Peer-Reviewed Publications
- Kambala, M. I, Wang, S., & Panta, D. (2026). Interplay Roles of Telework and Climate Hazard Risks in Recent Migration Trends in the United States. Population, Space and Place, 32(4), e70272
- Kambala, M.I. (2023). Colonial Origins of Comparative Development in Ghana. The Journal of Development Studies, 59(2), 188–208.
Featured in The Conversation. See here. - Kambala, M.I. (2023).The Impact of Precolonial Political Centralisation on Local Development: Ghana’s Paradox. Oxford Development Studies, 51(2), 163–178.
Recipient of the Sanjaya Lall Prize for 2023–24.
Working Papers
The Long-run Effects of Africa’s Wave of Democratization (Job Market Paper)
Abstract
I investigate how Africa’s democratization wave of the early 1990s influenced economic performance and long-term development at the national, subnational, and individual levels. At the national level, I find that a transition from nondemocracy to democracy is associated with 1.2 percent higher income per capita, while a full-range increase in the liberal democracy index from 0 to 1 corresponds to a 13 percent increase in income per capita.
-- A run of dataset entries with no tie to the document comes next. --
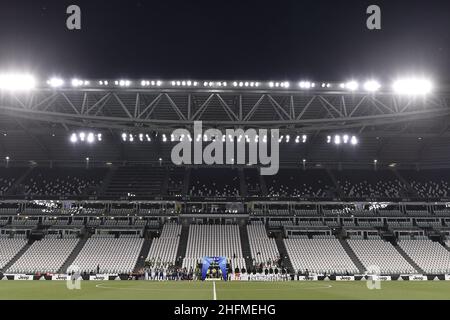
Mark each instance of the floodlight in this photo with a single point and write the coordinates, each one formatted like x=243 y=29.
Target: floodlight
x=17 y=82
x=90 y=137
x=74 y=138
x=372 y=86
x=337 y=139
x=352 y=85
x=55 y=82
x=412 y=86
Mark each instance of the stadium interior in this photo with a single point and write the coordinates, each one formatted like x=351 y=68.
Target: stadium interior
x=87 y=180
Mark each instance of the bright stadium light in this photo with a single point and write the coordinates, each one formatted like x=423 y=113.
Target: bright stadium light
x=352 y=85
x=77 y=82
x=345 y=138
x=55 y=82
x=337 y=139
x=74 y=138
x=90 y=138
x=372 y=86
x=305 y=84
x=17 y=82
x=412 y=86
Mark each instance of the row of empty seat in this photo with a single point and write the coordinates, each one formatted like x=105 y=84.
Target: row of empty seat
x=263 y=248
x=164 y=249
x=380 y=256
x=110 y=255
x=46 y=255
x=214 y=240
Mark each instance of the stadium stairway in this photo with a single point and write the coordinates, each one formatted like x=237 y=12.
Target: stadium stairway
x=352 y=256
x=12 y=190
x=182 y=246
x=245 y=245
x=262 y=184
x=283 y=252
x=17 y=256
x=242 y=183
x=187 y=178
x=140 y=263
x=107 y=179
x=335 y=183
x=408 y=258
x=410 y=192
x=73 y=254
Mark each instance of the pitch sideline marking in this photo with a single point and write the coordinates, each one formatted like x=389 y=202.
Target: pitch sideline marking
x=101 y=286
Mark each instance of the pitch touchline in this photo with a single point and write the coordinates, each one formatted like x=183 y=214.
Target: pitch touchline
x=214 y=289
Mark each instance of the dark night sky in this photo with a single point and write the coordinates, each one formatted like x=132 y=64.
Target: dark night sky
x=228 y=39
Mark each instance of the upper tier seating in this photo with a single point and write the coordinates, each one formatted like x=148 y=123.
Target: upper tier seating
x=313 y=183
x=429 y=183
x=262 y=247
x=214 y=241
x=112 y=255
x=9 y=247
x=430 y=256
x=8 y=176
x=63 y=181
x=214 y=182
x=381 y=255
x=319 y=256
x=46 y=255
x=164 y=248
x=369 y=184
x=136 y=181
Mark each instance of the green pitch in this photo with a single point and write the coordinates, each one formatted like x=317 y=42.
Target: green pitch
x=223 y=290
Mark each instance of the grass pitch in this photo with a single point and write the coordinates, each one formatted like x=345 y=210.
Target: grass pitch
x=291 y=290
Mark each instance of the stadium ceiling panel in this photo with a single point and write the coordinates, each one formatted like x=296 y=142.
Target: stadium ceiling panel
x=166 y=108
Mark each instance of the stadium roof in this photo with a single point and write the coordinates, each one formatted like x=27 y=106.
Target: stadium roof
x=393 y=124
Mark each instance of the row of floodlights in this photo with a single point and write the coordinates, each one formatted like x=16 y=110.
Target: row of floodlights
x=144 y=137
x=411 y=86
x=85 y=137
x=342 y=139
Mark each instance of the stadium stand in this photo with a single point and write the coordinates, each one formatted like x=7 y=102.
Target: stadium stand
x=111 y=255
x=369 y=184
x=217 y=182
x=429 y=183
x=46 y=255
x=60 y=181
x=9 y=247
x=263 y=248
x=300 y=183
x=164 y=249
x=430 y=256
x=214 y=240
x=380 y=255
x=136 y=181
x=319 y=256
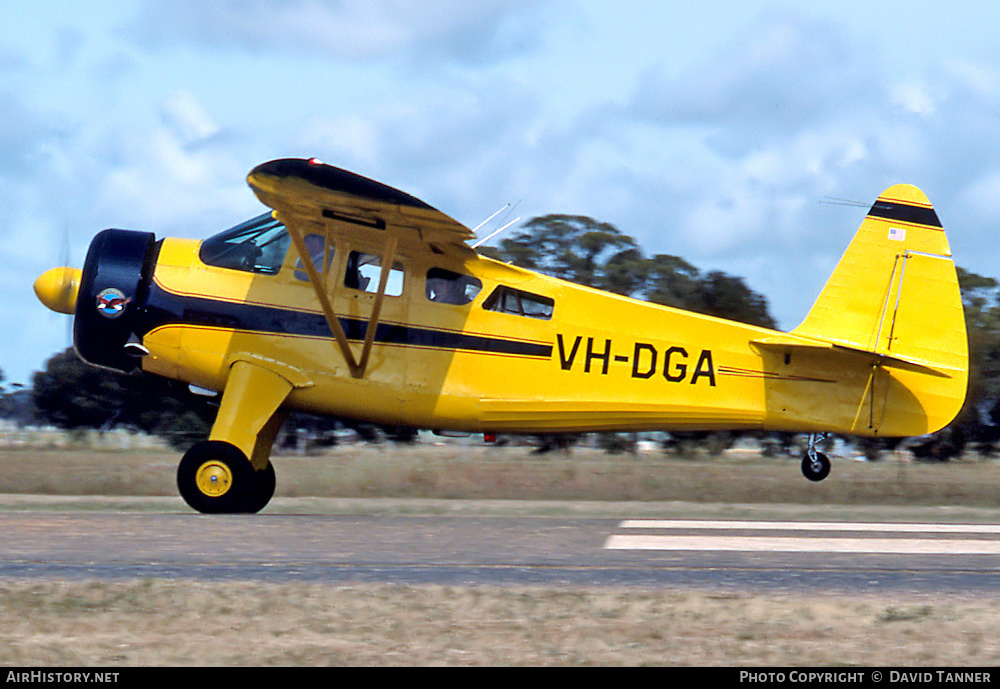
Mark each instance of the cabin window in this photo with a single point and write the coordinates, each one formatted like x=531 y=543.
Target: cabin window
x=258 y=245
x=365 y=270
x=509 y=300
x=446 y=287
x=316 y=245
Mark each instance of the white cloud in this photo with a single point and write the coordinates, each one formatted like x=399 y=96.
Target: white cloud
x=352 y=30
x=188 y=119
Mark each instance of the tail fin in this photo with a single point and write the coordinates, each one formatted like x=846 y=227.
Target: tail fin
x=895 y=295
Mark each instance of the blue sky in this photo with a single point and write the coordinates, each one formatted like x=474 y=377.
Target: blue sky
x=710 y=130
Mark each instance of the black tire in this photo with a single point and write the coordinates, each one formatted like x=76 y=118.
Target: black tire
x=215 y=477
x=266 y=481
x=816 y=470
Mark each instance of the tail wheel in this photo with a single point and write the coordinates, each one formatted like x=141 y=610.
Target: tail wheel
x=815 y=466
x=215 y=477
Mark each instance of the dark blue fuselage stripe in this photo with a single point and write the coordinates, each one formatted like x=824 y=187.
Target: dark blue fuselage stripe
x=902 y=212
x=164 y=308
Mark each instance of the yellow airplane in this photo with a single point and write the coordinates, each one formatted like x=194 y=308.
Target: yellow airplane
x=354 y=299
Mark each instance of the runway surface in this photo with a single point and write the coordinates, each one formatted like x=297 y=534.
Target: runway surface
x=503 y=550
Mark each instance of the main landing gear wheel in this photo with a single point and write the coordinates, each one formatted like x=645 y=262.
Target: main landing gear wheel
x=815 y=466
x=215 y=477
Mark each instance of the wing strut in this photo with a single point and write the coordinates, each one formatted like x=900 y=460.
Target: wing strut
x=357 y=366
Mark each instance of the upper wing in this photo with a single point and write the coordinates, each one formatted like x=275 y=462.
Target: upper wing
x=311 y=195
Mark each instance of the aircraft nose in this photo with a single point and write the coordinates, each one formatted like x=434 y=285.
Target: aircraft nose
x=57 y=288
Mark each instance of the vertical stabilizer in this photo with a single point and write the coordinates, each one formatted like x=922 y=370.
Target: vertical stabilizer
x=895 y=294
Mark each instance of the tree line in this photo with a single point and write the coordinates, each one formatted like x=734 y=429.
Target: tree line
x=70 y=394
These income gains operate through improvements in physical capital accumulation, trade openness, human capital formation, and economic liberalization. To strengthen causal identification, I exploit Africa’s colonial borders, which arbitrarily divided ethnically homogeneous communities into present-day consolidated democracies and nondemocracies. This identification strategy allows me to examine the impact of democratization on subnational development and on individual living conditions. Grid cell-level panel fixed effects estimates show that democratization significantly raises subnational development as proxied by nighttime light density. Employing a within-ethnicity geographic regression discontinuity design, I track development disparities from 1992 to 2013. The main results show that while both sides of the border started at comparable development levels in the early 1990s, democratic partitions experienced sustained gains thereafter, becoming 7 percentage points (pp) more likely to have light at night by 2013, representing a 37 percent increase relative to the sample mean. Individual-level survey evidence further shows that residents of democratic partitions report substantially lower economic insecurity, higher educational attainment, greater waged employment, and significantly better access to public infrastructure.
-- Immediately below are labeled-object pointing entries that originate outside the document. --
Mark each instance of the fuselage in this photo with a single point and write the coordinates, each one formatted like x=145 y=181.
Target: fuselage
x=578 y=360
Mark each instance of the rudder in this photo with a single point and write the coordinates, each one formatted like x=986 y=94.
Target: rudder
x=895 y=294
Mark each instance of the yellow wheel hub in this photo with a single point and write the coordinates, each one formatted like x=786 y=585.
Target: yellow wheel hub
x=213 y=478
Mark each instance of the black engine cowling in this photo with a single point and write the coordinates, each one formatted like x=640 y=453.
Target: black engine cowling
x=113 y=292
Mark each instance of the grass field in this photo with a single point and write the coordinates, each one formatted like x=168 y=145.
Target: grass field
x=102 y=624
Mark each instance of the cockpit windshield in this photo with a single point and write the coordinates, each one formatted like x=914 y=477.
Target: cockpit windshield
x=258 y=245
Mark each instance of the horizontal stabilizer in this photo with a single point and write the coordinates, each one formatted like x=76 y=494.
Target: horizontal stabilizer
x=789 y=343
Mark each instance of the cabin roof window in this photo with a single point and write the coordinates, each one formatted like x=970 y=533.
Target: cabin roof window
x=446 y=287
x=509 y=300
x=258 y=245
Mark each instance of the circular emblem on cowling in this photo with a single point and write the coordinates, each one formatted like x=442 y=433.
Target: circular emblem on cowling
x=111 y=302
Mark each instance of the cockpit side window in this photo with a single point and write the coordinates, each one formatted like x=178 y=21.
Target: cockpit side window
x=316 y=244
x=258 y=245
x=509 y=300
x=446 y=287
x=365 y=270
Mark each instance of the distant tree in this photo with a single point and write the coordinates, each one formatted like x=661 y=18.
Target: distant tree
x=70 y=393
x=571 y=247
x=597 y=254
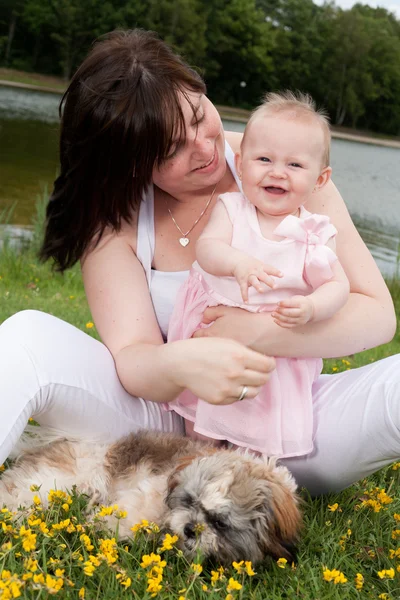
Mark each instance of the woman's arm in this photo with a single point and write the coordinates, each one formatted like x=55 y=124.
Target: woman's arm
x=367 y=319
x=122 y=310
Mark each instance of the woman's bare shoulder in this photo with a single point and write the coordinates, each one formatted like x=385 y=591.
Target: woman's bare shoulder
x=234 y=139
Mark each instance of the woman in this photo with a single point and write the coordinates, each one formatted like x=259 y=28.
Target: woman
x=143 y=159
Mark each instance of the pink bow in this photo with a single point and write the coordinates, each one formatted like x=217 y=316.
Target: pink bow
x=314 y=231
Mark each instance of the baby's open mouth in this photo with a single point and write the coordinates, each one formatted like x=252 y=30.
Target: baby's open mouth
x=271 y=189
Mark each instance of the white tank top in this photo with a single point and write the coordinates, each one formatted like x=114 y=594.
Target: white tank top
x=163 y=285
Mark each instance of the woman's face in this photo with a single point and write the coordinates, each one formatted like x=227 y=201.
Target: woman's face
x=198 y=161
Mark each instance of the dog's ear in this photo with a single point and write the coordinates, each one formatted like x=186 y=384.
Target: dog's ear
x=279 y=522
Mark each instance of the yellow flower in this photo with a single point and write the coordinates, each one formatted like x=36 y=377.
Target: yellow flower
x=359 y=580
x=53 y=584
x=245 y=567
x=29 y=539
x=146 y=526
x=196 y=568
x=168 y=542
x=154 y=586
x=61 y=525
x=108 y=549
x=124 y=580
x=30 y=564
x=386 y=573
x=88 y=568
x=281 y=562
x=233 y=585
x=86 y=542
x=334 y=575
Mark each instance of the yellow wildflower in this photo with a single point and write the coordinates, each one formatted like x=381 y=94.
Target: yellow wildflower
x=281 y=562
x=53 y=584
x=244 y=567
x=334 y=575
x=196 y=568
x=233 y=585
x=168 y=542
x=88 y=568
x=61 y=525
x=359 y=581
x=108 y=549
x=148 y=560
x=154 y=586
x=86 y=542
x=29 y=539
x=124 y=580
x=31 y=565
x=386 y=573
x=144 y=525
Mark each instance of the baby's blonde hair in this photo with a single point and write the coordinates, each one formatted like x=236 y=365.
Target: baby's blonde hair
x=300 y=105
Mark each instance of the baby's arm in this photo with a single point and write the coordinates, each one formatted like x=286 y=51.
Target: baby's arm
x=322 y=304
x=215 y=255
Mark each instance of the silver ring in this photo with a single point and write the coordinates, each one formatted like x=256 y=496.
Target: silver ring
x=243 y=394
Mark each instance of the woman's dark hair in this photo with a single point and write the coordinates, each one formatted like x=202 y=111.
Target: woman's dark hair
x=120 y=116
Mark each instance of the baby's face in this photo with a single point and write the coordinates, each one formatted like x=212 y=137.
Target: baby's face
x=281 y=163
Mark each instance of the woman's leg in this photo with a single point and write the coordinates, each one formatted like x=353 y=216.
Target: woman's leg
x=356 y=427
x=66 y=380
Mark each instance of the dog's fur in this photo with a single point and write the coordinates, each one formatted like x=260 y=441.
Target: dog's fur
x=247 y=506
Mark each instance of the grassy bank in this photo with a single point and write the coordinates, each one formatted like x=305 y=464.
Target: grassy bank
x=58 y=552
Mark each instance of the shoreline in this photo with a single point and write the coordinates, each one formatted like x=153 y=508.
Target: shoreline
x=239 y=115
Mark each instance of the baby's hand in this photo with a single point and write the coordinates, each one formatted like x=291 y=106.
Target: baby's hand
x=250 y=271
x=296 y=311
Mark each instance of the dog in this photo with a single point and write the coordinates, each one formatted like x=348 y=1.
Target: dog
x=228 y=504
Governing from Below: The Impact of Subnational Governance Quality on Wellbeing
Abstract
Governance shapes individual lives most directly at the local level, where citizens interact daily with the institutions responsible for delivering public services, managing community resources, and responding to citizen needs. Yet the causal relationship between subnational governance quality and individual wellbeing remains poorly understood, particularly in Africa, where local governance varies substantially within countries. This paper uses individual-level survey data from more than 223,000 respondents across 40 African countries to examine how perceived subnational governance quality (SGQ), capturing local government performance, responsiveness, trustworthiness, and perceived corruption, affects subjective wellbeing measured by economic insecurity and self-reported living conditions. OLS estimates show that a one-standard-deviation increase in SGQ reduces economic insecurity by approximately 3 percentage points (pp) and raises the probability of reporting good living conditions by about 7 pp. To establish causality, I instrument for individual SGQ assessments using a leave-out-one community mean, which averages the governance perceptions of \emph{all other} residents in the same community. The IV estimates confirm the causal impact of SGQ on wellbeing. A one-standard-deviation increase in SGQ reduces economic insecurity by over 5 pp and raises the probability of reporting good living conditions by approximately 14 pp. These effects attenuate in rural areas, amplify with education and waged employment, and show no meaningful differences by gender. Mechanisms analysis shows that higher SGQ encourages civic participation, strengthens institutional trust, and improves access to locally managed social services.
Early-life Adversity and Long-term Outcomes: Evidence from the Cocoa Swollen Shoot Virus Outbreak in the Gold Coast
Abstract
This paper investigates the lasting consequences of early-life exposure to a sector-specific economic shock in a low-income setting without formal safety nets. While existing research documents persistent effects of biological shocks such as famines and pandemics, much less is known about shocks that operate purely through income disruption. This study addresses that gap by examining the long-term effects of the Cocoa Swollen Shoot Virus Disease, an agricultural epidemic that devastated cocoa production in the Gold Coast during the 1940s and operated entirely through income loss rather than direct biological harm. Exploiting variation in exposure across time and space, I find that exposure during early childhood reduced years of schooling by approximately one year and lowered the probability of obtaining any formal education by 8.5 pp. Exposure during school-going years reduced years of schooling by 0.8 years and the probability of formal education by 7 pp. Exposure is also associated with significantly worse adult health outcomes, increasing morbidity by 6.2 to 8.5 pp and disability by 5 to 7.5 pp. In contrast, there is no systematic evidence of long-term effects on labor market participation. Evidence on mechanisms points to disruptions in school progression and a shift toward agricultural employment in adulthood, consistent with reduced access to skill-intensive opportunities rather than labor market exit.